What has happened
The divergence between US and European equities seen last week, continued into Monday’s session with Europe making gains whist the US equity market fell. In terms of main catalysts, European equities, which have been more exposed to the Ukraine crisis, rose on hopes of a ceasefire agreement between Russia and Ukraine. US equities meanwhile felt the pressure from the upcoming Fed meeting and a growing concern that the central bank’s hawkish message will be bolstered by the recent inflation data and the inflationary impact of the Ukraine conflict and subsequent sanctions.
Following a fourth day of negotiations, negotiators from both sides have gone away to assess next steps in the process. The more positive tone from Sunday continued yesterday with both sides constructive about the possibility of an agreement in the short term. Oil and natural gas prices quickly reflected this more positive outlook with a huge fall yesterday which has continued into today with WTI now below $100/barrel for the first time since the 1st March.
The volatility has continued within the bond market as investors position for a hawkish narrative from the Federal Reserve this week. The market is now pricing in 7 full 25bp Fed hikes over the course of 2022, which is more than was priced in before the Ukraine war began. With the ECB prioritising inflation over geopolitical risk last week, there is a growing expectation that the Fed will note the tail rises of the Ukraine crisis but stress its impact on inflationary pressures primarily.

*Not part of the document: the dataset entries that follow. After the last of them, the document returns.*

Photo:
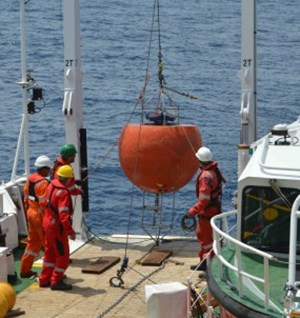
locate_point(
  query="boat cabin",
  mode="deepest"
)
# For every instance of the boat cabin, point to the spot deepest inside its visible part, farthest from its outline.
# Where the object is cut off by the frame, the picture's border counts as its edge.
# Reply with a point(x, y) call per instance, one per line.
point(267, 189)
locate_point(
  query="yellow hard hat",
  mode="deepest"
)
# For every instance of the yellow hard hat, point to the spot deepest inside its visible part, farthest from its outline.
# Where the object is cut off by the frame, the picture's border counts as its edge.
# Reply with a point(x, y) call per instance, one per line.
point(65, 171)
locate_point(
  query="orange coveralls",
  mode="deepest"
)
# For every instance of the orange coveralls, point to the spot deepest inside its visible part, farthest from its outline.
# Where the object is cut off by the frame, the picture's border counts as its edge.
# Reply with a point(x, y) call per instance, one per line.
point(209, 193)
point(57, 227)
point(34, 204)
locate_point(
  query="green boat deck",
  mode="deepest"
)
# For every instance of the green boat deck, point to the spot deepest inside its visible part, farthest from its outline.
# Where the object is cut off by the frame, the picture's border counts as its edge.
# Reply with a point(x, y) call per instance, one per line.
point(252, 292)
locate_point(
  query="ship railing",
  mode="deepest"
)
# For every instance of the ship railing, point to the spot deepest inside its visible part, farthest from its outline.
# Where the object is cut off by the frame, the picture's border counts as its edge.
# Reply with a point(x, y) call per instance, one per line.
point(222, 237)
point(262, 161)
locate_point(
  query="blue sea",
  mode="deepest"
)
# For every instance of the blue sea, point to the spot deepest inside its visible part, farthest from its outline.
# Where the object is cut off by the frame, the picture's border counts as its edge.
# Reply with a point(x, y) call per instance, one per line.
point(200, 42)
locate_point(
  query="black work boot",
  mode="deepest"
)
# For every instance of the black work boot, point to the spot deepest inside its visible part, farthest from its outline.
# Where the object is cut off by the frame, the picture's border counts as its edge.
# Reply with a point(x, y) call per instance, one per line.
point(199, 267)
point(61, 285)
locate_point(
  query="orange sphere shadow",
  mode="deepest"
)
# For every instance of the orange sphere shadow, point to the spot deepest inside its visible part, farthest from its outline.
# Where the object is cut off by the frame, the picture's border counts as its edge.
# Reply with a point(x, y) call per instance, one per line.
point(159, 159)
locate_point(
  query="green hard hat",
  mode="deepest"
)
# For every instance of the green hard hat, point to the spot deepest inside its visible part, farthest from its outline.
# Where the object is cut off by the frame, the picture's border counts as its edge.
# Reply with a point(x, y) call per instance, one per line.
point(68, 150)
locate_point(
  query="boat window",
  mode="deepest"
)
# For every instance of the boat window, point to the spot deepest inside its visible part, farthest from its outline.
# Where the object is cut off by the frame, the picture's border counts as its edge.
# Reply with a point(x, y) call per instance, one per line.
point(266, 218)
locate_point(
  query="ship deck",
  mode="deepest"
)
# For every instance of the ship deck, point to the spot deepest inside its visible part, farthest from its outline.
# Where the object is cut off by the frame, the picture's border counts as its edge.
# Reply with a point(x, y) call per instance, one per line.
point(93, 296)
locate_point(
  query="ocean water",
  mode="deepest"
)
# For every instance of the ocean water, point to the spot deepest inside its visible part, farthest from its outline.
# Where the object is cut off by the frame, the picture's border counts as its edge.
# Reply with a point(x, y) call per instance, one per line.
point(201, 53)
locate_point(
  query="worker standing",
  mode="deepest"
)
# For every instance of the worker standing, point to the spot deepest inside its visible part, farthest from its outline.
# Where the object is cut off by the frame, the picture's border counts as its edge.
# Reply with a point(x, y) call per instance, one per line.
point(58, 228)
point(67, 157)
point(35, 204)
point(209, 194)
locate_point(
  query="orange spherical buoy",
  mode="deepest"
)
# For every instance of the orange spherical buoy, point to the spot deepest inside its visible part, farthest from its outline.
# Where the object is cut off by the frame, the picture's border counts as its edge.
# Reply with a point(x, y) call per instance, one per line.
point(3, 306)
point(8, 292)
point(159, 158)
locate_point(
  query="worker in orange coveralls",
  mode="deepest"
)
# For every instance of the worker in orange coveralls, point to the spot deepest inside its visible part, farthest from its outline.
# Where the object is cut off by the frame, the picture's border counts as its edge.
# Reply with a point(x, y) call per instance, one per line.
point(209, 193)
point(67, 156)
point(58, 228)
point(35, 204)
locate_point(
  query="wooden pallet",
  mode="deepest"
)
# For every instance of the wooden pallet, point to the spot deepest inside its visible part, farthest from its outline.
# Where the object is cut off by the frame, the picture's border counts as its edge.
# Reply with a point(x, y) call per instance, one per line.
point(156, 258)
point(101, 265)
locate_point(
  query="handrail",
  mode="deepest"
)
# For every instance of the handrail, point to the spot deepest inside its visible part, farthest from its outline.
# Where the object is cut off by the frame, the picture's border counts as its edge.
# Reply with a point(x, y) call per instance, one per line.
point(239, 246)
point(261, 162)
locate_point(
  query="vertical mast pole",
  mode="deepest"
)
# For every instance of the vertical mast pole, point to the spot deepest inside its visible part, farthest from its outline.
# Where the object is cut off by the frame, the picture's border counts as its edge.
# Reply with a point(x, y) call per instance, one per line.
point(72, 106)
point(24, 83)
point(248, 81)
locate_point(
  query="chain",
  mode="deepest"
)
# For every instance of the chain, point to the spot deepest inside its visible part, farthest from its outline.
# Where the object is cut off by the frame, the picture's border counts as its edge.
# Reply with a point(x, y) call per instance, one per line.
point(117, 302)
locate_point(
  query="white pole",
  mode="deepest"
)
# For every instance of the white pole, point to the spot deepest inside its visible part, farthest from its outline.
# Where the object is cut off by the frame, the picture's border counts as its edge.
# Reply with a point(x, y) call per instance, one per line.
point(248, 81)
point(24, 83)
point(72, 105)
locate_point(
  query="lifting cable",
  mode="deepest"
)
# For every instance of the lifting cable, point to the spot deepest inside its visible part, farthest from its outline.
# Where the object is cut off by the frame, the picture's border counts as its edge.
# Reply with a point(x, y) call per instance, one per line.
point(117, 281)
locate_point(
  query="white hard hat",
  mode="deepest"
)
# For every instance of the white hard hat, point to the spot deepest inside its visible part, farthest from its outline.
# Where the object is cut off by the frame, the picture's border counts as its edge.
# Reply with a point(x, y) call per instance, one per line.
point(204, 154)
point(43, 161)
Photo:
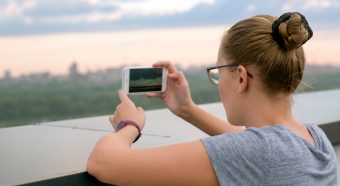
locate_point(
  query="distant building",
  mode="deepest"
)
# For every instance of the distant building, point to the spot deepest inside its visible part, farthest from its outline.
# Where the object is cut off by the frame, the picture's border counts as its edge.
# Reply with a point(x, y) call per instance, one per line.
point(73, 71)
point(7, 75)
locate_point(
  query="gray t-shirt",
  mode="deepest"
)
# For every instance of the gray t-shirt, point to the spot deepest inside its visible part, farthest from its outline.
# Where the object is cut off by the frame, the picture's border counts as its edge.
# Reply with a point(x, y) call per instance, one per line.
point(272, 155)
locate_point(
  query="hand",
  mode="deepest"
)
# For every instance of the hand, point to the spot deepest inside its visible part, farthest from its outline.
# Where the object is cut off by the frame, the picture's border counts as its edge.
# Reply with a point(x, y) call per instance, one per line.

US risk assets reflected this concern yesterday with rates sensitive technology equities underperforming the broader US index. The Treasury curve actually steepened slightly yesterday despite the move higher in rate expectations, this suggests that financial markets expect the US economy to have more resilience in the face of tighter policy based on recent strong data such as the unemployment report.
What does Brooks Macdonald think
As hope builds around a possible resolution in Ukraine, markets quickly shift back to the interest rate hike narrative that dominated at the start of 2022. The Treasury US 10-year yield is now back above 2.1%, erasing the moves lower which were seen during the height of the conflict. When geopolitical fears were at their peak, investors dampened interest rate expectations which in turn kept equity market volatility under control. Should the Fed suggest that it is prioritising inflation over geopolitics, this could remove this release valve and increase future volatility if the Ukraine situation worsens again.